PRESIDENT REAGAN takes it all back. His sharp words about the detractors of his budget, according to the official explanation, were intended to include only Democrats, not the Republicans. As the authorized quotation puts it, "I wasn't talking about us." In his Los Angeles speech, he hastily struck the last six words from an acerbic sentence about "the ad hoc alternatives to our economic program from both sides of the aisle."

That's a nice try, but not very persuasive. The interesting thing about this administration, at the present stage, is that its only effective opposition is centered in the Republican majority in the Senate. It started last summer when Sen. Mark Hatfield, the chairman of the Appropriations Committee, served notice that the projections for defense spending were too high. A month later, Sen. Pete Domenici, the chairman of the Budget Committee, began circulating realistic estimates of the coming deficits with the suggestion that they also were too high. More recently, Sen. Robert J. Dole, the chairman of the Finance Committee, made it clear that in his view there will have to be a tax increase whether the president likes it or not. Sen. Bob Packwood, the chairman of the Commerce Commitee, has meanwhile conveyed the impression that he is fed up with presidential anecdotes about deadbeats buying cocktail makings with their food stamps--an impression not much mitigated by his subsequent apology for speaking too publicly on the subject.

To the extent that any Democrats at all are in the conversation over basic economic policy, they are people firmly in the right wing of their own party-- Sen. Ernest F. Hollings, for example, or Rep. James R. Jones, who is in charge of the budget apparatus in the House. From time to time some of the president's partisans make another effort to prop up Tip O'Neill as a target. But as the central villain and manipulator of the budget drama, the Speaker lacks verisimilitude. And where are the libs of yesteryear? Silent as though anesthetized.

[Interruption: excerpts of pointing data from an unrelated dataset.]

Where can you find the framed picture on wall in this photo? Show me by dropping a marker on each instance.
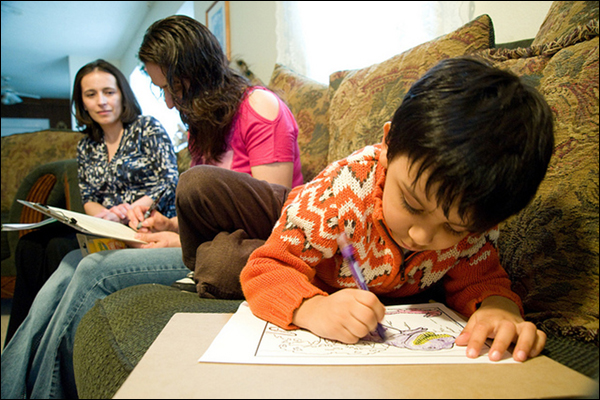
(217, 21)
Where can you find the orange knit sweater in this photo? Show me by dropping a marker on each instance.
(301, 257)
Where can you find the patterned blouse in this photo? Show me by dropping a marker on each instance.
(144, 164)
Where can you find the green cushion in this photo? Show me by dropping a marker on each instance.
(110, 342)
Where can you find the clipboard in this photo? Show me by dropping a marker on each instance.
(82, 222)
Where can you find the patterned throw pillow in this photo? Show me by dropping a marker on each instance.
(308, 101)
(562, 17)
(550, 249)
(26, 151)
(368, 97)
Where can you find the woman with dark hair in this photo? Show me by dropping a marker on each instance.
(243, 134)
(125, 160)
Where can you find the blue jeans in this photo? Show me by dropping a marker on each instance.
(38, 361)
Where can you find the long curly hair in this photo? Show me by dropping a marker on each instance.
(209, 92)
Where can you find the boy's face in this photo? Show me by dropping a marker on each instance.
(415, 221)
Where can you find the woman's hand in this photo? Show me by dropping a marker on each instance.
(499, 318)
(157, 239)
(346, 315)
(117, 213)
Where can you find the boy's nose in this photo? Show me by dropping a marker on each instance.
(421, 236)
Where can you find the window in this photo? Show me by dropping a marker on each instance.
(317, 38)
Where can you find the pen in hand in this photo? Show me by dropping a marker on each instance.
(347, 251)
(152, 208)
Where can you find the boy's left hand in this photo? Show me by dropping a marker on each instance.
(499, 318)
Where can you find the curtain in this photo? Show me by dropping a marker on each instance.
(317, 38)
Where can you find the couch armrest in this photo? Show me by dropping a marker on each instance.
(55, 184)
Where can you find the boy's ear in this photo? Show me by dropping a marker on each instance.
(383, 156)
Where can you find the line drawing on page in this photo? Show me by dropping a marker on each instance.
(424, 329)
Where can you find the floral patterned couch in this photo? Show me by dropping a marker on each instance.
(40, 167)
(550, 249)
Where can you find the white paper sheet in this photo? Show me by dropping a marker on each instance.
(423, 334)
(86, 223)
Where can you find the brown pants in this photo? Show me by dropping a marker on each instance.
(223, 216)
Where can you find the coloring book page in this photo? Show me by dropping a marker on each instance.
(415, 334)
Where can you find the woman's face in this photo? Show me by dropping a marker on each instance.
(159, 79)
(102, 98)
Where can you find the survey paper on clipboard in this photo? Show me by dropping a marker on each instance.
(86, 223)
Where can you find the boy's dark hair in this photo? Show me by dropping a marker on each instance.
(483, 135)
(131, 108)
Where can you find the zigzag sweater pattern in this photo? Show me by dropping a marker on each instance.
(301, 258)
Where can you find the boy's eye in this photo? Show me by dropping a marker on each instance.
(409, 208)
(452, 231)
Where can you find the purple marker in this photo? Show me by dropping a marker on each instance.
(347, 251)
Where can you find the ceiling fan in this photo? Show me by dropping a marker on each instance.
(10, 96)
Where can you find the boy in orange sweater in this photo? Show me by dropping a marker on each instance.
(466, 149)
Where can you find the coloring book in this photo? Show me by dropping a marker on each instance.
(415, 334)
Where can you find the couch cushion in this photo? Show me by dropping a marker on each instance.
(550, 249)
(114, 335)
(309, 102)
(367, 98)
(563, 16)
(23, 152)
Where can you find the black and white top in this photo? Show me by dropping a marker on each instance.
(144, 164)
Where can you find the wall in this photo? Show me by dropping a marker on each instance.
(253, 27)
(56, 110)
(513, 20)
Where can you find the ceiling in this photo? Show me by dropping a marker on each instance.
(38, 37)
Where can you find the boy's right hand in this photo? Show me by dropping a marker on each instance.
(156, 222)
(346, 315)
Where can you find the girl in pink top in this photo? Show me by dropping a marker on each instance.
(255, 140)
(243, 142)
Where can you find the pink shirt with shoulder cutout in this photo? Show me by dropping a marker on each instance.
(256, 140)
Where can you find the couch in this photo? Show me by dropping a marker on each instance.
(39, 167)
(550, 249)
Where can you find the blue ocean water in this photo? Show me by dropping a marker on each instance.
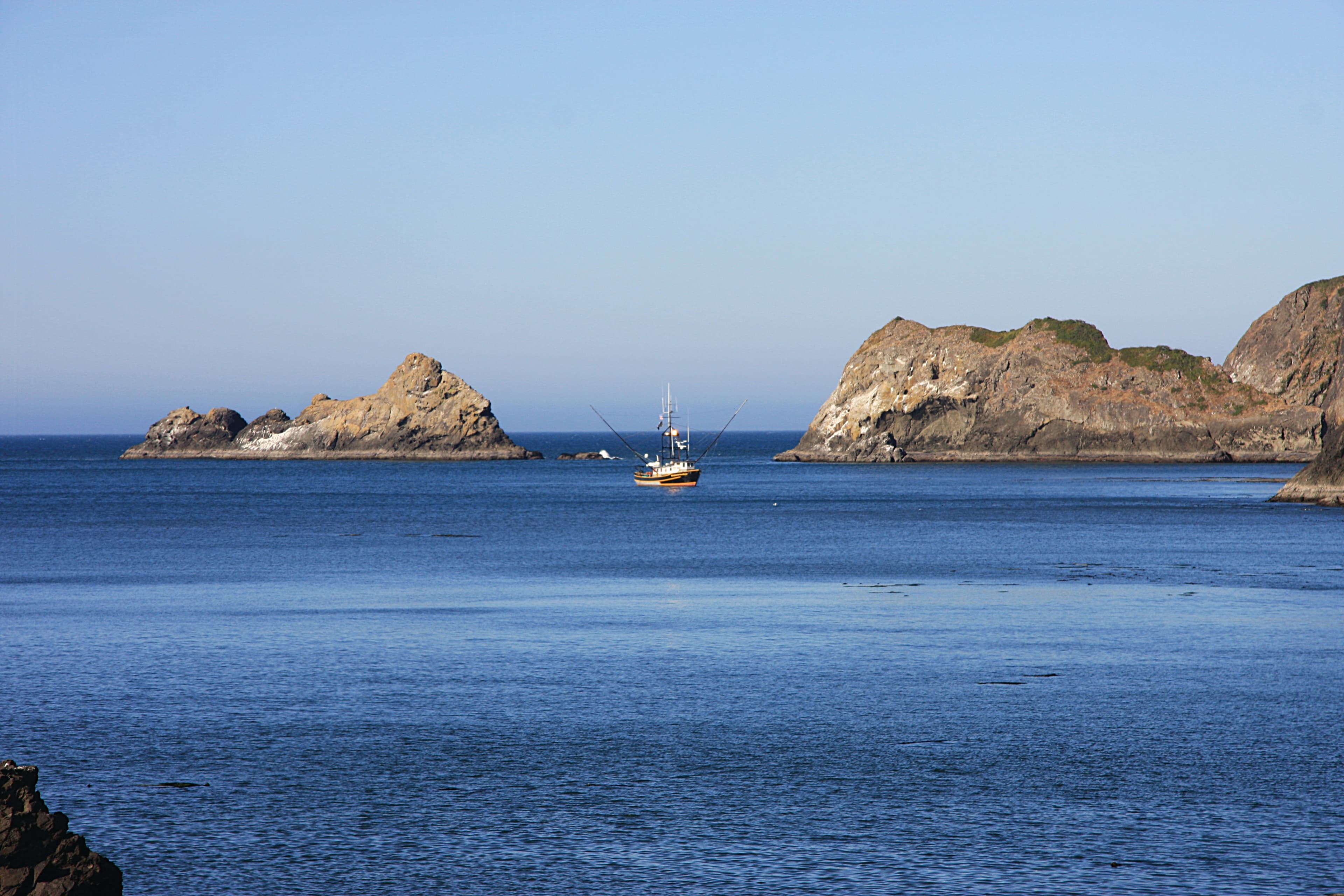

The crucial debate on the budget is now being talked out within one small segment in the range of American opinion--the segment that is known as the respectable right. It doesn't include the single- issue crowd, or the gold zealots. But the respectable right is nonetheless right, and the debate is over the competing definitions of conservatism.

A year ago, Mr. Reagan committed himself to a lot of highly desirable goals--faster economic growth, lower inflation, a balanced budget, a tax cut and much stronger defense. Those are all good conservative purposes, about which conservative politicians and voters feel strongly. Unfortunately, out of those five goals, it is hard to find any combination of more than two that are consistent with each other. Mr. Reagan's choice seems to be to retain the tax cut and the defense program at whatever cost elsewhere. He has now formally pitched the balanced budget overboard--by way of farewell, describing the deficit as "a necessary evil in the real world." The prospect of faster economic growth seems to have receded into the misty future, and there are beginning to be dismaying hints that the commitment to lower inflation may follow it there.

That brings Mr. Reagan into severe conflict with other well-established and well-defended strains of American economic conservatism. Like any president, he is anxious to resolve the divisions in his party. But he can't do that until the conservatives have resolved their own divisions over his budget.